09:30 AM on 02/05/2010
As for "you took out the loan, so you should be the one who suffers" - I'd buy that if the rules were the same for everyone, but they are not. Our corporate overlords aren't suffering, and they don't have to just suck it up when their properties lose a huge amount of value. The same banks that have steadfastly refused to help ordinary people in serious need are tripping all over themselves to negotiate with wealthy corporate landowners and release them from their debt.
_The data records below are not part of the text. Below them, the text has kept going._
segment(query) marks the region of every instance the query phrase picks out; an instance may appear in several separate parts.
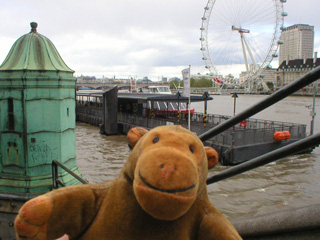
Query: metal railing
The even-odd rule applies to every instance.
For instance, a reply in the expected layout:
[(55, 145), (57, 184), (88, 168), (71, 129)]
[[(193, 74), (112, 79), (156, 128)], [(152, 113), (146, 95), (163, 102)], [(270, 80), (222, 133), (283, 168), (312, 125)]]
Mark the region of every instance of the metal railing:
[(86, 180), (82, 179), (80, 176), (78, 176), (77, 174), (72, 172), (70, 169), (68, 169), (62, 163), (58, 162), (57, 160), (53, 160), (52, 161), (52, 181), (53, 181), (53, 188), (54, 189), (59, 188), (59, 185), (62, 187), (65, 187), (64, 183), (59, 180), (58, 167), (61, 167), (63, 170), (65, 170), (67, 173), (69, 173), (75, 179), (77, 179), (79, 182), (81, 182), (83, 184), (88, 183)]
[[(130, 124), (132, 126), (141, 126), (148, 129), (168, 124), (178, 124), (187, 127), (187, 120), (182, 117), (177, 118), (153, 118), (139, 116), (129, 113), (118, 113), (119, 123)], [(198, 135), (205, 133), (209, 129), (228, 121), (231, 116), (208, 114), (207, 123), (203, 124), (204, 114), (194, 113), (191, 118), (191, 131)], [(241, 123), (236, 124), (221, 134), (217, 134), (207, 141), (214, 141), (222, 145), (243, 146), (255, 143), (273, 142), (273, 134), (277, 131), (289, 131), (290, 139), (296, 140), (306, 137), (306, 125), (279, 121), (269, 121), (249, 118), (245, 126)]]

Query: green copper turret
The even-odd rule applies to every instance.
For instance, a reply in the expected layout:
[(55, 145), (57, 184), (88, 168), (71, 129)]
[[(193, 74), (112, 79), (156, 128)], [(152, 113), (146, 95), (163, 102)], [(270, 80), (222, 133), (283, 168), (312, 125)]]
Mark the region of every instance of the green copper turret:
[[(50, 191), (52, 161), (76, 165), (76, 78), (53, 43), (37, 32), (20, 37), (0, 66), (0, 193)], [(79, 182), (60, 171), (65, 185)]]

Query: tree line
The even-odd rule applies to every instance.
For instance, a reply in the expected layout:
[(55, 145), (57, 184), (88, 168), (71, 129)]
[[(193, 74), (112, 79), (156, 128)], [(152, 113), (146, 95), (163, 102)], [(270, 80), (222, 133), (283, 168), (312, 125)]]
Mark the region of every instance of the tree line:
[[(191, 78), (190, 86), (194, 88), (209, 88), (212, 87), (212, 80), (205, 77), (199, 79)], [(170, 88), (183, 87), (183, 81), (173, 80), (170, 82)]]

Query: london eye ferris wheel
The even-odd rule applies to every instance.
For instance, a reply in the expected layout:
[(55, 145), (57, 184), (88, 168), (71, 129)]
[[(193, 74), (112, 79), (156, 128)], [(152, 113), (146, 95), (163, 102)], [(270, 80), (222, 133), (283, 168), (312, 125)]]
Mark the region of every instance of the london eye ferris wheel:
[(271, 68), (282, 44), (285, 2), (208, 0), (200, 28), (200, 50), (211, 75), (223, 78), (236, 73), (247, 86), (261, 80), (263, 69)]

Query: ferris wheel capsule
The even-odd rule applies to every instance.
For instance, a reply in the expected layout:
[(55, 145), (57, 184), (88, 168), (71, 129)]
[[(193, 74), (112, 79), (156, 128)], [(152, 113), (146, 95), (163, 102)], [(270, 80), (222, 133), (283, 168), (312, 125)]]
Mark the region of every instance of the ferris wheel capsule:
[(286, 29), (287, 29), (287, 27), (285, 27), (285, 26), (281, 26), (281, 27), (280, 27), (280, 30), (282, 30), (282, 31), (283, 31), (283, 30), (286, 30)]

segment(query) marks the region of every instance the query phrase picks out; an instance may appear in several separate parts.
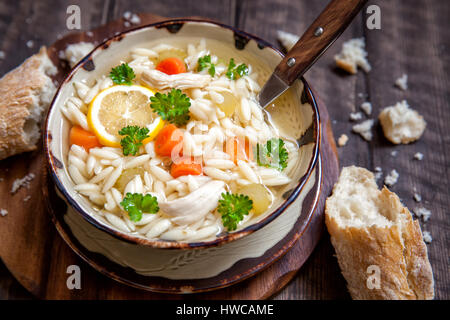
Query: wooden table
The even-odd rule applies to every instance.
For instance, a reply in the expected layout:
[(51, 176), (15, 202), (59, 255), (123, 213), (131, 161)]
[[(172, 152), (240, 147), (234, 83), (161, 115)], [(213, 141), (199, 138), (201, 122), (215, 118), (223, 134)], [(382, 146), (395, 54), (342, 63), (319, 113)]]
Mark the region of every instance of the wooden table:
[[(277, 43), (277, 30), (301, 34), (327, 2), (1, 0), (0, 50), (4, 51), (5, 58), (0, 60), (0, 75), (20, 64), (41, 45), (50, 44), (70, 32), (66, 28), (66, 9), (71, 4), (81, 8), (83, 30), (117, 19), (126, 11), (152, 12), (167, 17), (208, 17)], [(368, 30), (365, 27), (367, 15), (361, 13), (341, 39), (308, 71), (306, 78), (328, 106), (335, 136), (345, 133), (350, 137), (348, 144), (339, 148), (341, 166), (354, 164), (370, 170), (379, 166), (385, 174), (396, 169), (400, 178), (391, 189), (410, 209), (424, 206), (432, 211), (431, 219), (422, 223), (422, 230), (430, 231), (433, 237), (428, 250), (436, 298), (449, 299), (450, 5), (439, 0), (370, 1), (370, 4), (381, 8), (381, 30)], [(355, 76), (335, 70), (333, 55), (341, 49), (343, 41), (361, 36), (366, 37), (373, 70)], [(28, 40), (33, 41), (33, 46), (26, 45)], [(407, 91), (393, 86), (403, 73), (409, 77)], [(377, 123), (374, 139), (370, 143), (364, 141), (351, 133), (353, 123), (349, 122), (349, 113), (359, 111), (366, 99), (372, 102), (373, 118), (382, 108), (406, 99), (426, 119), (425, 134), (411, 145), (394, 146), (383, 137)], [(391, 155), (394, 150), (397, 151), (395, 157)], [(413, 160), (416, 152), (422, 152), (424, 160)], [(413, 200), (414, 188), (423, 198), (421, 203)], [(333, 255), (326, 235), (295, 279), (273, 299), (349, 299)], [(0, 263), (0, 299), (29, 298), (32, 296)]]

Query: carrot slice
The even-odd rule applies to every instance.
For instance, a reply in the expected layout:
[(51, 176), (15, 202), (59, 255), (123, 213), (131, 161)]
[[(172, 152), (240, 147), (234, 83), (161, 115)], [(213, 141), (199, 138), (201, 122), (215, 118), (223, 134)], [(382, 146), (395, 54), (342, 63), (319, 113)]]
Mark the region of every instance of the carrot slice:
[(155, 152), (163, 157), (169, 157), (174, 150), (177, 155), (182, 154), (183, 132), (174, 124), (168, 124), (158, 133), (155, 139)]
[(84, 130), (80, 126), (73, 126), (70, 129), (70, 145), (76, 144), (83, 147), (86, 151), (91, 148), (102, 147), (95, 134)]
[(224, 151), (237, 164), (238, 160), (252, 161), (253, 147), (247, 138), (233, 137), (226, 141)]
[(172, 57), (164, 59), (158, 63), (156, 70), (166, 74), (178, 74), (186, 72), (186, 65), (180, 59)]
[(188, 175), (198, 176), (202, 174), (202, 165), (193, 159), (183, 159), (178, 163), (172, 163), (170, 174), (174, 178)]

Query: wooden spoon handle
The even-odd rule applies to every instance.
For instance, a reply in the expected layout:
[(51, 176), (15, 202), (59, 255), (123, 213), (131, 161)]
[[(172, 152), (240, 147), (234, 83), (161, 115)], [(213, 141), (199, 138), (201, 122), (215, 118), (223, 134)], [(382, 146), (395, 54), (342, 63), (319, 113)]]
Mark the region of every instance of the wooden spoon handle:
[(286, 84), (292, 85), (344, 32), (366, 2), (332, 0), (286, 54), (274, 73)]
In the end, my family is stuck in our modest home through no fault of our own, because property values in our neighborhood have dropped terribly. That means we can't move to take a job that might replace our lost income. The jerks always say underwater homeowners are greedy and profligate and deserve what they got, but those people are just Calvinists trying to make themselves feel better than everyone else. The fact is, most people are underwater and/or losing their homes due to job loss, medical expenses, and general bad luck. They are decent folks who've made reasonable decisions and behaved responsibly, and now they are being kicked around because the powerful are a bunch of greedy sociopaths. Well, only generosity and empathy fight that kind of greed. Each of us must decide whose side we are on. I stand against greed, and refuse to contribute to the suffering of my fellow human beings.
09:09 PM on 02/04/2010
The program wasn't designed to stop foreclosure simply slow them down. So as not to flood the market with foreclosed exacerbating the problem. If the rapidly going broke middle class can't make the payments because of a lack of income, the only solution if for the government to take over the property, using the default value as a repayment of TARP and then initiating a rent to buy agreement with the current occupiers of the home. The republicans will move heaven 'sic' and earth to block this as they and their cronies will obviously want to profit and prey upon others peoples suffering ie. flood the market and buy up all the properties at the lowest possible prices, even though it is a self deceit and in reality it just leads to Detroit syndrome, complete residential real estate price collapse, slum living conditions and extreme crime rates, greed and stupidity go hand in hand, hence the GOP.